Komisch, dachte der Entführer, objektiv muss es hier
fürchterlich stinken. Aber ich bin seit zehn Minuten in dem Verschlag und
rieche überhaupt nichts mehr. Wie schnell sich der Mensch doch den Umständen
anpasst.
Er wollte schon damit beginnen, die Leiche zu entkleiden, um sie
zu waschen, als seine Gedanken noch einmal zu dem wertvollen Schreibgerät in
dem Einkaufssackerl zurückkehrten. Von Kindheit an hatte er ein Faible für
schöne, wertvolle Füllfedern gehabt. Er liebte diese noble Art des Schreibens
ebenso, wie er das seelenlose Gekritzel mit den heute so dominanten
Kugelschreibern hasste. Das war tatsächlich eine Aurora St. Petersburg, ein aus
Anlass des 300. Gründungstags der Ostseemetropole in limitierter Auflage
hergestelltes Schreibgerät der ganz besonderen Klasse. Er brachte es nicht
übers Herz, sich von dem eben gefundenen Kleinod zu trennen und nahm es an
sich. Er würde es so gut verstecken, dass niemand es finden und ihn damit
belasten konnte. Übrigens bedeutete ›limitierte Auflage‹ ja nicht, dass nicht
auch jemand anderer ein so schönes, seltenes Stück haben konnte.

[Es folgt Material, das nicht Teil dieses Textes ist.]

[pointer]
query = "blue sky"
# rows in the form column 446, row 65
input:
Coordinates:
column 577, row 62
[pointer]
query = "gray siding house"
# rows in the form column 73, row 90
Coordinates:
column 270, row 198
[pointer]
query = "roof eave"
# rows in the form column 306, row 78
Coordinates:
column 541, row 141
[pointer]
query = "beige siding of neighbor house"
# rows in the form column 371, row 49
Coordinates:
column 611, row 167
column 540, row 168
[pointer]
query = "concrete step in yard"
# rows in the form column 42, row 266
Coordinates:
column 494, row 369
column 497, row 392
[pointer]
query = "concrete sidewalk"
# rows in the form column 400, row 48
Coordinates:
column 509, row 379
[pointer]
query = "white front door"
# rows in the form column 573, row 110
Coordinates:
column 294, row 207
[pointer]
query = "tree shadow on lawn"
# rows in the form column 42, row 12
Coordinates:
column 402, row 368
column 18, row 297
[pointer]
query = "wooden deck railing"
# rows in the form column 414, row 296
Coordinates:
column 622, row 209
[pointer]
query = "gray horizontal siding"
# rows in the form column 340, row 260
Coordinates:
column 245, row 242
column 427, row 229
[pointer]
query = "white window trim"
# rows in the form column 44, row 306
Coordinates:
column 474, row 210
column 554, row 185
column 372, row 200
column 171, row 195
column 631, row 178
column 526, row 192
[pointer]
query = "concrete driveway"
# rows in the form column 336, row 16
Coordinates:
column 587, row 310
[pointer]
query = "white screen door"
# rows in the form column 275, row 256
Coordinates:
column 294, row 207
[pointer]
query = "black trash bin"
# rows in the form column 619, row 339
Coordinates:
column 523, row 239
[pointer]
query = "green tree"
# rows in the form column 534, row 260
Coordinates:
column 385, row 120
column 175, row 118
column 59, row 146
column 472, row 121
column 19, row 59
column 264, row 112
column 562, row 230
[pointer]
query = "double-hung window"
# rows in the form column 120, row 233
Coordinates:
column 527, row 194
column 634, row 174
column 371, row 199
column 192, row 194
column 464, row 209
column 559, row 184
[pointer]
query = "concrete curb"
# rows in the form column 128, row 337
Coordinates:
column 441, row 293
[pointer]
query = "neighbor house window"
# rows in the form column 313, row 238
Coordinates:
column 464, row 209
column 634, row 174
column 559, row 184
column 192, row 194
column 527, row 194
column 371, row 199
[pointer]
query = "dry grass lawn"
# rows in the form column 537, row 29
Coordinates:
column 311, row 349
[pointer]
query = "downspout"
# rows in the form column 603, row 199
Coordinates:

Nachdem er die Bekleidungsstücke des alten Herrn verbrannt und
den Leichnam gewaschen hatte, schlug er diesen in ein großes weißes Leintuch
ein und trug ihn respektvoll zu dem kleinen Schuppen hinter dem Haus, in dem
Holzscheite für den Winter gestapelt waren. Hier bahrte er den Toten förmlich
auf den bis zu einer Höhe von zwei und auf eine Breite von etwa eineinhalb
Metern geschichteten Scheiten auf. Über das Leichentuch breitete er eine
dunkelgraue Decke und darüber noch eine dicke, schwarze und
wasserundurchlässige Plastikfolie. Dass er mit dem Kommerzialrat noch einiges
Geld machen wollte, war eine Sache. Dass dem Toten der nötige Respekt entgegen
gebracht wurde, eine völlig andere.
Ehe er das kleine Haus endgültig für heute verließ, öffnete er
die kleine Luftklappe im Kellerverschlag sowie die Türe. Bis morgen würde sich
der jetzt auch wieder von ihm wahrgenommene Gestank hoffentlich verflüchtigt
haben.
* * * * *
Leider schienen die Wettervorhersagen, die für
den Nachmittag bedecken Himmel angekündigt und regionale Regenschauer nicht
ausgeschlossen hatten, wieder einmal zuzutreffen. Der Himmel hatte sich ein
diffuses, milchig weißes Kleid angelegt. Im Nordwesten zog langsam eine Front
dunkler Wolken auf und gelegentliche Windstöße brachten die sich bereits leicht
färbenden Blätter der Bäume zum kollektiven Rauschen.